Ignore it, or keep overspending, and eventually you’ll finish up overdrawn, or even bankrupt, emotionally, physically, and psychologically. At work, this looks like people quietly falling apart behind their ‘I’m fine’ masks, niggly health issues, and full-scale burnout.
Emotional Agility: The Secret Ingredient
Emotional agility enables resilience; it also reduces poor behaviour, like incivility, judgement, and blame, all of which harm workplace culture.
Emotional agility means being able to recognise and respond to what you’re feeling without being hijacked by it. It means we act, not react. We consciously choose how we show up, interact, and adapt to our circumstances and the people around us. It enables us to choose to stay aligned with our values, even in the midst of discomfort.
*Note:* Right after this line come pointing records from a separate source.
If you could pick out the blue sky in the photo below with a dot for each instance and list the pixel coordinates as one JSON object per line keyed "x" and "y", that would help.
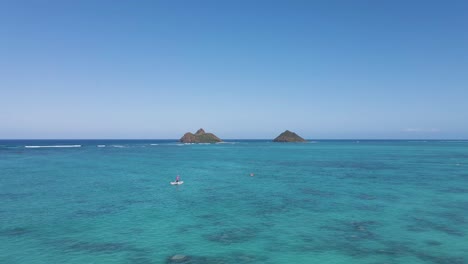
{"x": 241, "y": 69}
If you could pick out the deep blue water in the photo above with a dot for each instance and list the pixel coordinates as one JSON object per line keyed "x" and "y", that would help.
{"x": 319, "y": 202}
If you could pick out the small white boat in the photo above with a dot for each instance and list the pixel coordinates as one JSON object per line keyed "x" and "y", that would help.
{"x": 177, "y": 183}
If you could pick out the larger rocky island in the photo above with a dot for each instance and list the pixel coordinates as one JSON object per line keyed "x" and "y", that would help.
{"x": 200, "y": 137}
{"x": 288, "y": 136}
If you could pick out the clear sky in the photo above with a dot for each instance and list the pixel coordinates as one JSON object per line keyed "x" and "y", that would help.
{"x": 241, "y": 69}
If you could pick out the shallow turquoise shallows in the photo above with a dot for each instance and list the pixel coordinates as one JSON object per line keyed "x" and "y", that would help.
{"x": 111, "y": 201}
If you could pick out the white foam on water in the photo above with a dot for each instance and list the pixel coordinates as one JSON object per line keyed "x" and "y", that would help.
{"x": 55, "y": 146}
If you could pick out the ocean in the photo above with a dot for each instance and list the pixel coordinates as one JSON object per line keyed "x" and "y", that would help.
{"x": 326, "y": 201}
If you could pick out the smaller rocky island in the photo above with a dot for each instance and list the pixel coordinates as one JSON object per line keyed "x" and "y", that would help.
{"x": 288, "y": 136}
{"x": 200, "y": 137}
Being agile takes practice, self-discipline, and requires those with influence to model the behaviours themselves. It’s how we break the toughness cycle and dig into our shared humanity.
Four things help you stay agile and even grow resilience. They are:
- How you show up – being your real self, connected, sometimes vulnerable, and able to flex.
- Purpose – this is about staying aligned with why you do what you do, doubling down on the things that matter to you, and recognising the contribution you make
- Your Perceptions – being really clear about what is influencing you: your biases, expectations, and the filters you use. Ask yourself if they’re yours, or if they’ve been shaped by your environment and culture.
- How you manage your energy – this is critical because it gives or takes bandwidth for the first three. Ensure you know what (or who) impacts your emotional bank account. Identify the people, tasks, and environments that restore or deplete you, then you can define and protect your operating range.
Toughness Isn’t Strength — It’s Rigidity
Many people believe that hiding emotions, setting hard boundaries, or taking a hard line is strength. It is not. it is emotional rigidity, something that comes with a high personal and cultural price tag.
When we deny how we feel, suppress difficult emotions, or strive for relentless positivity, we actually shrink our capacity to deal with life’s inevitable bumps.
Agility is feeling in order to heal; emotion is how we process and make sense of what we experience. It can be messy, uncomfortable, and sometimes all-consuming when we are in it, but it is this processing that builds resilience, personally and collectively.
Reclaiming Resilience
Resilience grows in environments where humans are treated like humans — with all the complexity, emotion, and unpredictability that entails.
We each need to get brave enough to sit with the discomfort that brings for long enough to find a way through, and then we stand a chance of being able to treat each other with kindness and respect, while still looking after ourselves.
Resilience is not heroic; it’s human sustainability. It’s time to stop celebrating how much people can handle and start creating workplaces that honour courage, connection, and compassion.

Drawing on two decades of experience in leadership, psychology, and neuroscience, as well as her background in emergency care, Lynda created the ICARE framework for Braver Leaders. She works with leaders, in health, education & business to create cultures that heal and not hurt those within them.
Lynda has previously held senior leadership roles in the NHS and chaired the national RCN Emergency Care Association for a number of years. Lynda loves the crossover of all things ‘woowoo’ and hard science; you could say she does the mindset stuff for people who don’t like fluff.
When not working, Lynda is usually out in nature, camera in hand. She believes we can all do amazing things when we are brave enough to start!